Televisions have become much more energy-efficient, and it's easier than ever to buy smart when purchasing televisions, thanks to Energy Star labeling that was instituted last year. Those TVs will be even more efficient in a year, when more stringent energy efficiency rules go into effect in May 2012.
The same cannot be said for DVR and cable boxes, which a new study finds waste two-thirds of the electricity they consume. That wasted energy costs American consumers $2 billion annually, according to the Natural Resources Defense Council study.
The energy is wasted when the devices aren't in use. The problem is that they are designed to run in standby mode that uses nearly as much energy as when they're powered on, according to the study.
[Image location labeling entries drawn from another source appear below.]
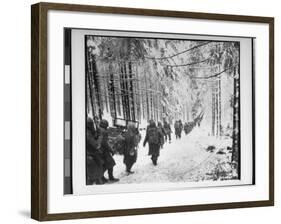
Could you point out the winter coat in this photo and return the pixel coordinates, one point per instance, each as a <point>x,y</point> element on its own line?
<point>162,132</point>
<point>105,149</point>
<point>95,162</point>
<point>167,128</point>
<point>154,147</point>
<point>132,138</point>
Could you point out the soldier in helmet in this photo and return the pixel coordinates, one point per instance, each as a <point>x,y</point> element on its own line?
<point>94,158</point>
<point>153,137</point>
<point>106,150</point>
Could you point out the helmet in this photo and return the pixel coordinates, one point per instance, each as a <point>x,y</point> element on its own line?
<point>104,123</point>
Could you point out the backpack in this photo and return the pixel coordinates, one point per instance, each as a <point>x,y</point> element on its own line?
<point>153,136</point>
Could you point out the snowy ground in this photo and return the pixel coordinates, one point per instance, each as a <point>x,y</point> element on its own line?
<point>183,160</point>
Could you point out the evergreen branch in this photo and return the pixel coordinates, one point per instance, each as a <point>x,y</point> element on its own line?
<point>215,75</point>
<point>188,64</point>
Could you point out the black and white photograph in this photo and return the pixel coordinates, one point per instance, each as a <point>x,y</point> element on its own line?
<point>161,110</point>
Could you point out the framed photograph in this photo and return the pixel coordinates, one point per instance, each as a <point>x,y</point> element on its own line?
<point>139,111</point>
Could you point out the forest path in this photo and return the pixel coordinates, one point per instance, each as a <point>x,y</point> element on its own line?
<point>179,161</point>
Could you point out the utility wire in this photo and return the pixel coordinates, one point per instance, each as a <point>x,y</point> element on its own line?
<point>174,55</point>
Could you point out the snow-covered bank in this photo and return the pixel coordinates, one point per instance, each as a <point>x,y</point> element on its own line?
<point>182,160</point>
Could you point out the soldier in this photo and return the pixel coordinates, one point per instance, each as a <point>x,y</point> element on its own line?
<point>94,156</point>
<point>180,128</point>
<point>168,131</point>
<point>177,128</point>
<point>107,152</point>
<point>153,137</point>
<point>162,131</point>
<point>132,138</point>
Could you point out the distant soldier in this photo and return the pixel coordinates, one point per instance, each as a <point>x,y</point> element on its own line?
<point>185,128</point>
<point>181,127</point>
<point>162,131</point>
<point>95,161</point>
<point>107,152</point>
<point>177,128</point>
<point>153,137</point>
<point>131,140</point>
<point>168,131</point>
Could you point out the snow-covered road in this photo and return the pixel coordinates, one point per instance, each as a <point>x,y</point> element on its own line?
<point>182,160</point>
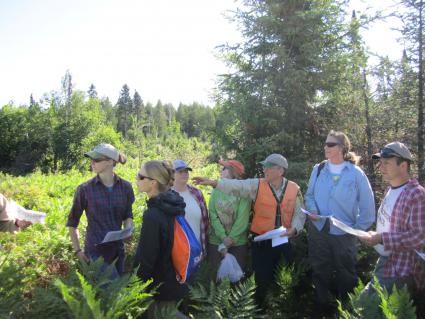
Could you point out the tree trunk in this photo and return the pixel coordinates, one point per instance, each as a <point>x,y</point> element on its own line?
<point>370,171</point>
<point>420,101</point>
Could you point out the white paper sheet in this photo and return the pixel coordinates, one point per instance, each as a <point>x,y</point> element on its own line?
<point>117,235</point>
<point>348,229</point>
<point>422,255</point>
<point>274,235</point>
<point>15,210</point>
<point>314,215</point>
<point>279,241</point>
<point>270,234</point>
It would take six coal-fired power plants (enough to supply all of Maryland's electricity needs) to produce as much energy as is wasted.
Another shocker: HD-DVRs (high definition digital video recorders) actually use more energy than the televisions themselves!
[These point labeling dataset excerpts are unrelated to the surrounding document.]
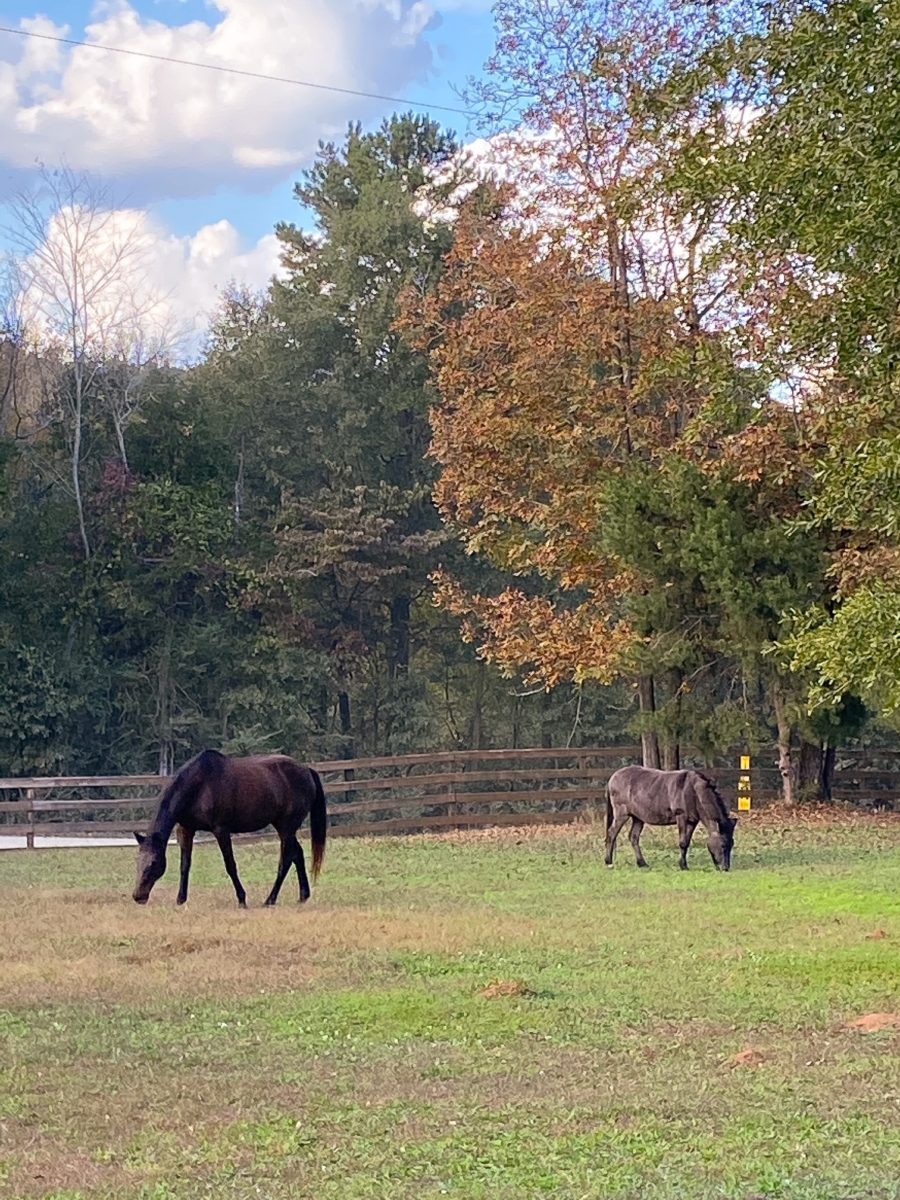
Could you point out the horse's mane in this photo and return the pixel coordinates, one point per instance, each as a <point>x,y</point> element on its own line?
<point>185,783</point>
<point>724,814</point>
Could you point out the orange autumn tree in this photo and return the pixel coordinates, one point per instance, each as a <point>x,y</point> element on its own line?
<point>549,389</point>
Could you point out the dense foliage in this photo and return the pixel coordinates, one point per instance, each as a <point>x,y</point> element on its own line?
<point>630,418</point>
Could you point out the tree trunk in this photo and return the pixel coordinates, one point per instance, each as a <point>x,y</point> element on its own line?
<point>78,418</point>
<point>649,739</point>
<point>809,771</point>
<point>672,745</point>
<point>785,735</point>
<point>546,719</point>
<point>827,778</point>
<point>343,708</point>
<point>163,705</point>
<point>478,708</point>
<point>400,636</point>
<point>671,755</point>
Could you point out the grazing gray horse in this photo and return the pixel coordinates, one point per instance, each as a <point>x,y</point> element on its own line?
<point>669,797</point>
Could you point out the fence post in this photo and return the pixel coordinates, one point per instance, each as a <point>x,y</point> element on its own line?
<point>30,828</point>
<point>744,784</point>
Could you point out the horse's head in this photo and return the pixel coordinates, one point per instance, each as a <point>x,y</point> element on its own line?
<point>721,843</point>
<point>151,864</point>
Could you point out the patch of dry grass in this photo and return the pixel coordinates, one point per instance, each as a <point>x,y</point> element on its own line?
<point>474,1014</point>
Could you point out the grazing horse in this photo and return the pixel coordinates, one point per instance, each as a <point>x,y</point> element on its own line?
<point>669,797</point>
<point>223,796</point>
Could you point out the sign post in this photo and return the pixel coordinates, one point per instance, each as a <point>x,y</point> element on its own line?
<point>744,784</point>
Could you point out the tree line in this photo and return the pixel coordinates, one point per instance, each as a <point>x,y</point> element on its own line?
<point>604,448</point>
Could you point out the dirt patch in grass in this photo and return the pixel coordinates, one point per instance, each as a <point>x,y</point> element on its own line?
<point>875,1023</point>
<point>747,1057</point>
<point>505,988</point>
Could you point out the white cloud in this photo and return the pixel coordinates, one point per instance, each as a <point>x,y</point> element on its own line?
<point>157,288</point>
<point>175,130</point>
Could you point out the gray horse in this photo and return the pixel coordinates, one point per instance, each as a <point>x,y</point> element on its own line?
<point>669,797</point>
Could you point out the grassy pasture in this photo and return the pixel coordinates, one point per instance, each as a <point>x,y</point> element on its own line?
<point>475,1015</point>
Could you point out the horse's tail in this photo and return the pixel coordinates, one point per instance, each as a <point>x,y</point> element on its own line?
<point>318,823</point>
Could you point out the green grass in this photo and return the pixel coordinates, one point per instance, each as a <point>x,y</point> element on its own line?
<point>353,1048</point>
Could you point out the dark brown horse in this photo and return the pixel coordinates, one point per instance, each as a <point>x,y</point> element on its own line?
<point>669,797</point>
<point>223,796</point>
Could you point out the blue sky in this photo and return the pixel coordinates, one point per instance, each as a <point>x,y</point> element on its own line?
<point>454,43</point>
<point>202,163</point>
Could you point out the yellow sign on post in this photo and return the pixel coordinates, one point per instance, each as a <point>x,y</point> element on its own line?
<point>744,785</point>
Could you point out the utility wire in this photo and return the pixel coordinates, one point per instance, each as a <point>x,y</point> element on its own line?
<point>213,66</point>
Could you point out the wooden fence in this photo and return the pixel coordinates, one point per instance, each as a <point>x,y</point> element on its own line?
<point>415,792</point>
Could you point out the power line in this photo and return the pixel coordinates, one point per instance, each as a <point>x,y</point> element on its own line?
<point>213,66</point>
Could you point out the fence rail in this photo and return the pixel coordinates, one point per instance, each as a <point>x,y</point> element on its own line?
<point>412,792</point>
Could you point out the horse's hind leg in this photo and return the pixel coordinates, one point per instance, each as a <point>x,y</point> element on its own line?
<point>285,862</point>
<point>225,844</point>
<point>635,839</point>
<point>685,832</point>
<point>612,833</point>
<point>300,862</point>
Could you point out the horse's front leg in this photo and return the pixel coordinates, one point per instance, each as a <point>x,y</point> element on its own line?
<point>635,839</point>
<point>286,861</point>
<point>185,840</point>
<point>685,832</point>
<point>612,834</point>
<point>225,844</point>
NRDC is using its study to push the industry to improve energy efficiency standards for these devices, particularly by designing them to power down more fully when the devices are not in use.
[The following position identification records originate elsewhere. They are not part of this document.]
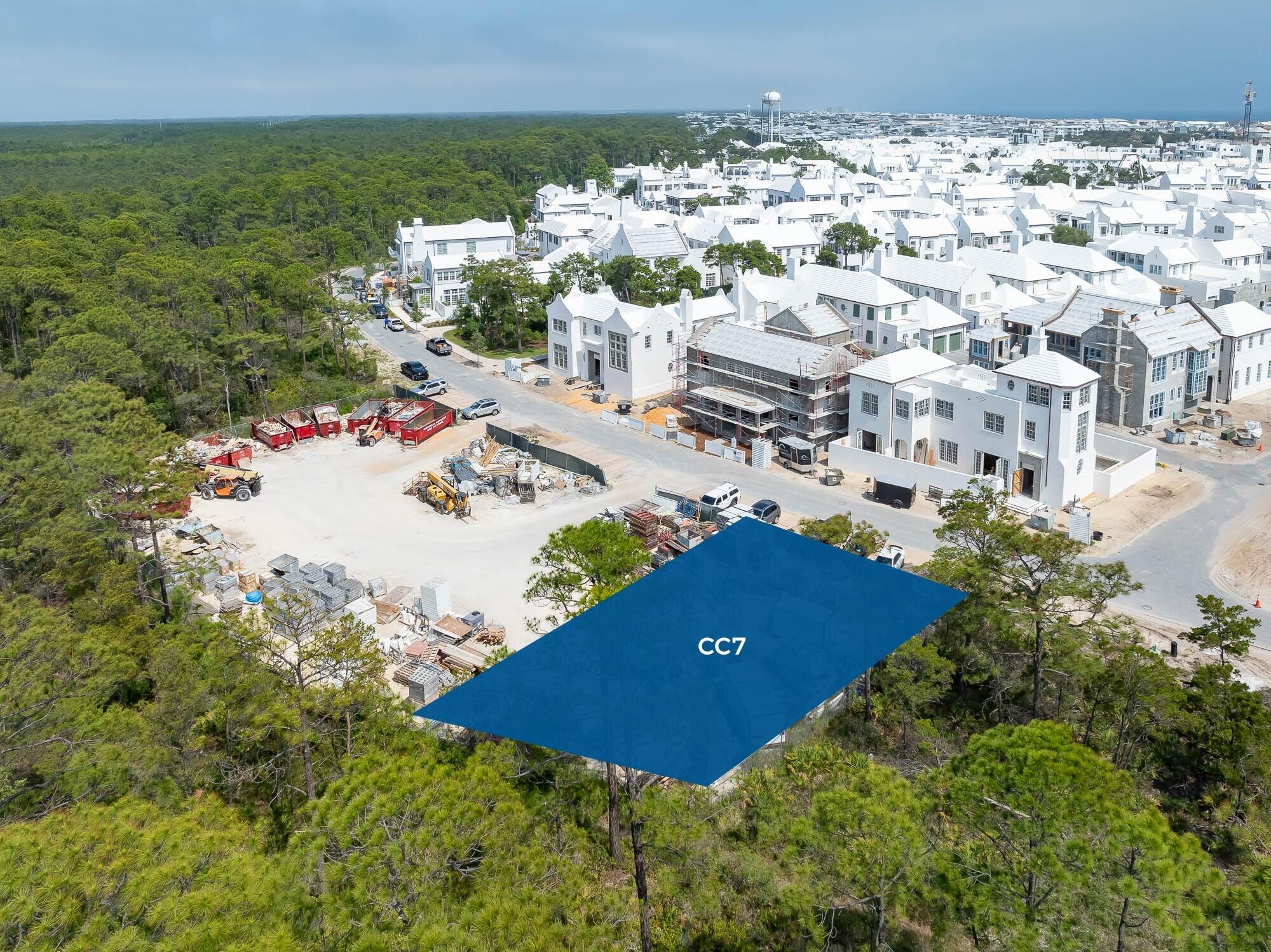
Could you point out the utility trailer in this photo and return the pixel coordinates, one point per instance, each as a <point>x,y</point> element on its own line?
<point>796,454</point>
<point>897,496</point>
<point>301,425</point>
<point>273,433</point>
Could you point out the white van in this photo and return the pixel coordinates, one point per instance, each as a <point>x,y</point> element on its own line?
<point>723,496</point>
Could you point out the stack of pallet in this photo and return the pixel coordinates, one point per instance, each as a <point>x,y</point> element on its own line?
<point>642,522</point>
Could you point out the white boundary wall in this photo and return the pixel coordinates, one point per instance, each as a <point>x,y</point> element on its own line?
<point>892,470</point>
<point>1137,462</point>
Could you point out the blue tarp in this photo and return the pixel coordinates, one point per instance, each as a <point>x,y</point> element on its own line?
<point>642,681</point>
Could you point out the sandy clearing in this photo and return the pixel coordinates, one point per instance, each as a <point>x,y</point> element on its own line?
<point>332,500</point>
<point>1244,569</point>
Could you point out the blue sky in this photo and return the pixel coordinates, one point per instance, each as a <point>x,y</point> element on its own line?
<point>149,59</point>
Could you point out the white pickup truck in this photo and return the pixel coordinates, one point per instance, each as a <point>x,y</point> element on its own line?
<point>892,556</point>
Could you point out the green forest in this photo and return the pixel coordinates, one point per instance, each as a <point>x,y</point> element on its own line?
<point>1025,775</point>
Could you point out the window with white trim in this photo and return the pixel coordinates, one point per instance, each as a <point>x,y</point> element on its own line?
<point>618,351</point>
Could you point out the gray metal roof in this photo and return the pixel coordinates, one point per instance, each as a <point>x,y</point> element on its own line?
<point>785,355</point>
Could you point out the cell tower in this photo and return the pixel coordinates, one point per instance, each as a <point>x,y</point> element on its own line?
<point>772,111</point>
<point>1249,107</point>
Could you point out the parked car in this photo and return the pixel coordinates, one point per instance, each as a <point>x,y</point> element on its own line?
<point>723,496</point>
<point>892,556</point>
<point>415,371</point>
<point>434,386</point>
<point>485,407</point>
<point>767,510</point>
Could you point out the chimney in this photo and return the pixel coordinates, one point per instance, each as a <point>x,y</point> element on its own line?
<point>1038,341</point>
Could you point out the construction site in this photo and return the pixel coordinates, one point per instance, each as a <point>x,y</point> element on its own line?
<point>402,499</point>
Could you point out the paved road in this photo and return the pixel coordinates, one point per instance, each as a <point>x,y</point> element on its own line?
<point>1172,560</point>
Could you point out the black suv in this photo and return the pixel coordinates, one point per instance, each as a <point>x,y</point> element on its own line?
<point>415,371</point>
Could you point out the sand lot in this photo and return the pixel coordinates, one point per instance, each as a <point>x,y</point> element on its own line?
<point>331,500</point>
<point>1245,568</point>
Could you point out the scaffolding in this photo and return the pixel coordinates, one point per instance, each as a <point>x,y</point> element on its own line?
<point>810,416</point>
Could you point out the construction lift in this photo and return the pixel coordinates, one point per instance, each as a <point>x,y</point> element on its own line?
<point>228,482</point>
<point>444,498</point>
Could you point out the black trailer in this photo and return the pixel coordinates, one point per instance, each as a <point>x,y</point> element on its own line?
<point>897,496</point>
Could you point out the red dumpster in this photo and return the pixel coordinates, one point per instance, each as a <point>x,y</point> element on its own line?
<point>273,433</point>
<point>425,425</point>
<point>326,418</point>
<point>364,415</point>
<point>412,410</point>
<point>301,425</point>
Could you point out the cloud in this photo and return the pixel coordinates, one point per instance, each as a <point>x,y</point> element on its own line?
<point>137,59</point>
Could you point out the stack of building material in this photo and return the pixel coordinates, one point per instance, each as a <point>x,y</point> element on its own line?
<point>424,683</point>
<point>285,564</point>
<point>493,635</point>
<point>390,607</point>
<point>435,598</point>
<point>642,522</point>
<point>362,609</point>
<point>451,630</point>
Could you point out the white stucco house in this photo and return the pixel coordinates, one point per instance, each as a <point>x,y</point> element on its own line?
<point>1244,354</point>
<point>917,418</point>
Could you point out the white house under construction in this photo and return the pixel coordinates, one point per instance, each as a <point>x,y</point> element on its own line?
<point>739,382</point>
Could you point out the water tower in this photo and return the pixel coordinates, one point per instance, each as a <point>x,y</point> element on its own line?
<point>773,112</point>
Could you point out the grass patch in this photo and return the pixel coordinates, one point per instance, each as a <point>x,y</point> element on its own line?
<point>534,348</point>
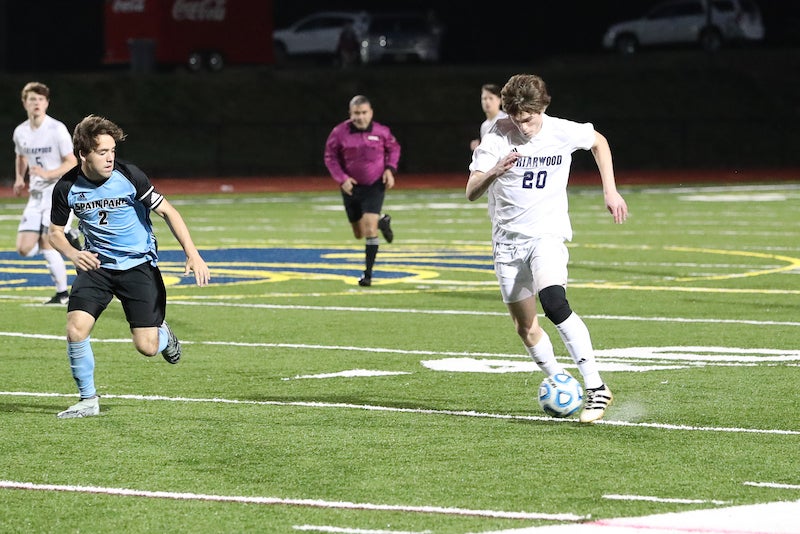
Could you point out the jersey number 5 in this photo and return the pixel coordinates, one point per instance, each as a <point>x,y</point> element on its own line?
<point>531,180</point>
In the meantime, ask your cable or satellite TV companies to supply set-top boxes that meet the Energy Star Version 4.0 standard.
Alternately, the only option is to plug all your entertainment equipment into a power strip, and turn that off whenever possible to avoid wasting electricity. (It could save $100 or more annually.) You can also try more innovative power-saving smart plugs with timers that can help you keep the power flowing only at those times when you're watching or recording a show; examples include the Belkin Conserve Socket ($10 at amazon.com) or the ThinkEco Modlet ($50 at thinkecoinc.com).